Cinema and painting have been writing a joint history together for decades, and in recent years this has been gathering pace. Experimental film is booming like never before, reflected in multiple new initiatives and in the ever-growing presence of film in museums and galleries and of artworks tackling themes and problems that are normally the territory of cinema.
"In the last few years cinema has been the big new thing in the main collections of the world's art museums," explains Carolina López, director of Xcèntric, the Barcelona Center of Contemporary Culture's (CCCB) permanent audiovisual program. "Experimental, essay and creative documentary films are essential forms of cinema that are today moving from the darkness of the theater to the whiteness of the gallery space. It is a trend we are tackling by asking the film chiefs of some of the world's foremost collections for a personal, and at the same time representative, selection of the treasures in their archives."
Xcèntric is devoting several sessions of its 12th edition to Cine en los museos (Cinema in the museums), starting with the selection from the Pompidou Center in Paris made by Philippe-Alain Michaud, which includes masterpieces by the likes of Marcel Duchamp, Joseph Cornell, Ken Jacobs, Jack Smith and Bruce Conner, along with those of some almost unknown creators. Presentations from the Barcelona Contemporary Art Museum (Macba) and New York's MoMa, among others, will also feature.

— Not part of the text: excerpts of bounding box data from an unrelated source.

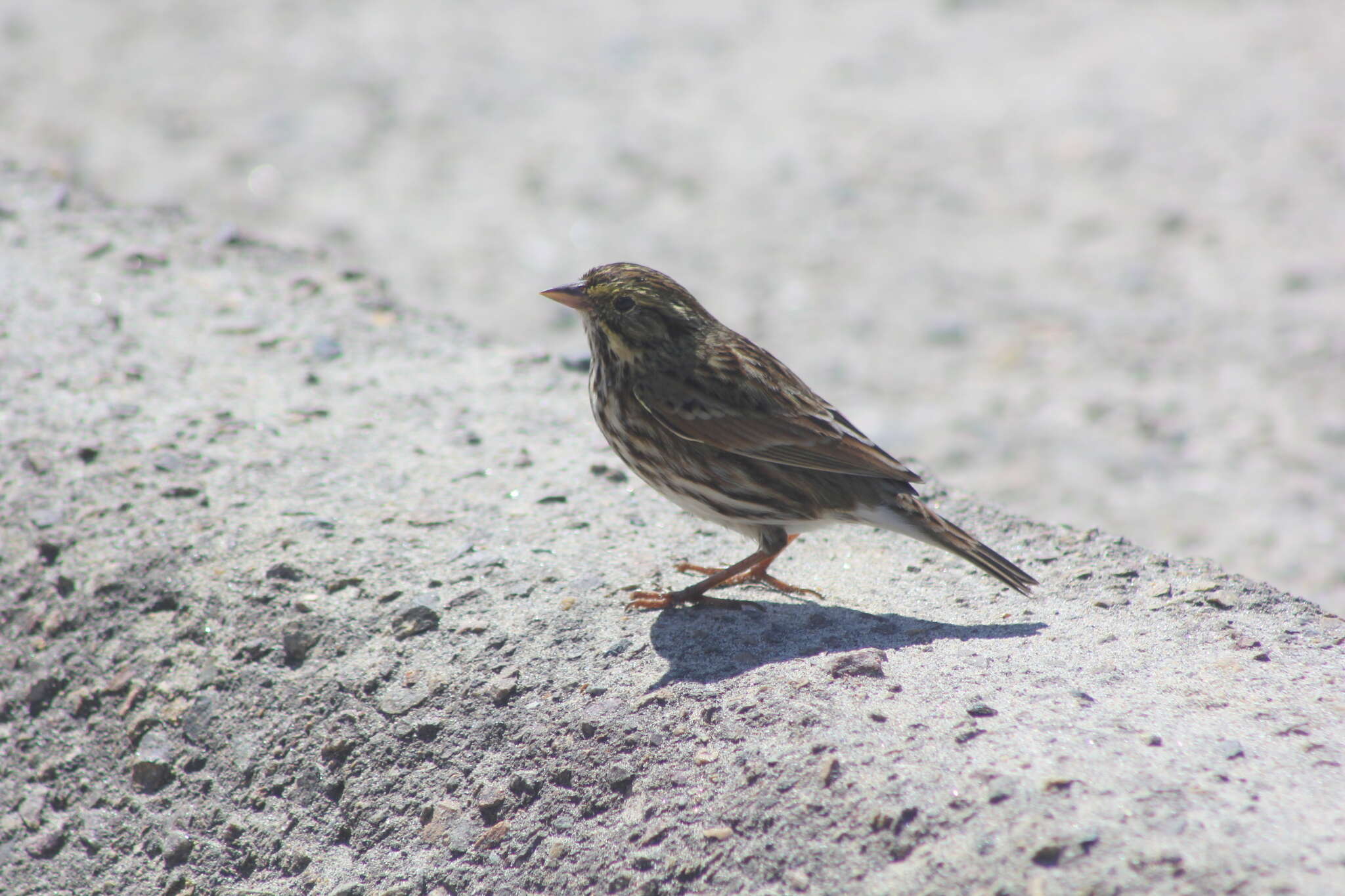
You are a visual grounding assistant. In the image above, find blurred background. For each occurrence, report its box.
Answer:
[0,0,1345,612]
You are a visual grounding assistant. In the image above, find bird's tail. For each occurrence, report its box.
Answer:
[856,494,1041,595]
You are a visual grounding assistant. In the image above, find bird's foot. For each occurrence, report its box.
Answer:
[625,588,765,611]
[676,557,822,598]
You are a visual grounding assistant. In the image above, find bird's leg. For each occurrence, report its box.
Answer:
[676,534,822,598]
[625,548,784,610]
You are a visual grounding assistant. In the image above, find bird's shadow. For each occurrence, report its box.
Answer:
[650,602,1046,691]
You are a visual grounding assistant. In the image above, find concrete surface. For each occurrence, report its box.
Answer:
[0,165,1345,896]
[0,0,1345,612]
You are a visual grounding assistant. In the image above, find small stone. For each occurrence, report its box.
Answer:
[485,666,518,706]
[829,647,887,678]
[474,821,508,849]
[131,731,172,794]
[604,761,635,792]
[313,336,342,362]
[23,830,66,859]
[281,620,321,666]
[164,830,195,868]
[267,563,304,582]
[393,603,439,641]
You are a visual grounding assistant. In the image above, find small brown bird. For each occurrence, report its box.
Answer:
[542,263,1037,610]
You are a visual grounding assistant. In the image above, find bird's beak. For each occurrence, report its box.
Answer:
[542,281,588,312]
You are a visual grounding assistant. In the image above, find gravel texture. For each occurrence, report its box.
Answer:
[0,167,1345,896]
[0,0,1345,612]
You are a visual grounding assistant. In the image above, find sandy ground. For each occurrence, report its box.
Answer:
[0,0,1345,611]
[0,167,1345,896]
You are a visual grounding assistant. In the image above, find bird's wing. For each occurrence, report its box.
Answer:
[635,340,920,482]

Xcèntric is also celebrating the unique figure of Antoni Padrós, whose work -- recently acquired by the Reina Sofía Museum in Madrid in its entirety -- specializes in deconstructing the myths of classic Hollywood. His Shirley Temple Story (1976) opens the event on Thursday.
In order to highlight the intersection of languages and concepts that exist between art and film, gallery owner Joan Anton Maragall recently invited eight artists to talk about José M. de Orbe's film Aita (2010). The results are on show in 8+1: un diálogo entre pintura y cine (8+1: a dialogue between painting and cinema) at Barcelona's Trama Gallery that explores the connections between different paintings -- some exhibited for the first time -- and certain scenes in Aita. "Each [artist] shows a framework of their own signs on a canvas or the screen, but all converge on one big, common theme: the passage of time and its esthetic footprint," says José M. de Orbe.
The National Art Museum of Catalonia (MNAC) and the Catalonia Filmoteca are also examining the issue with Por amor al arte (For the love of art), a season of 29 films reflecting on, among other things, the thriving mutual influence between the most artistic aspects of cinema and the most cinematic aspects of painting.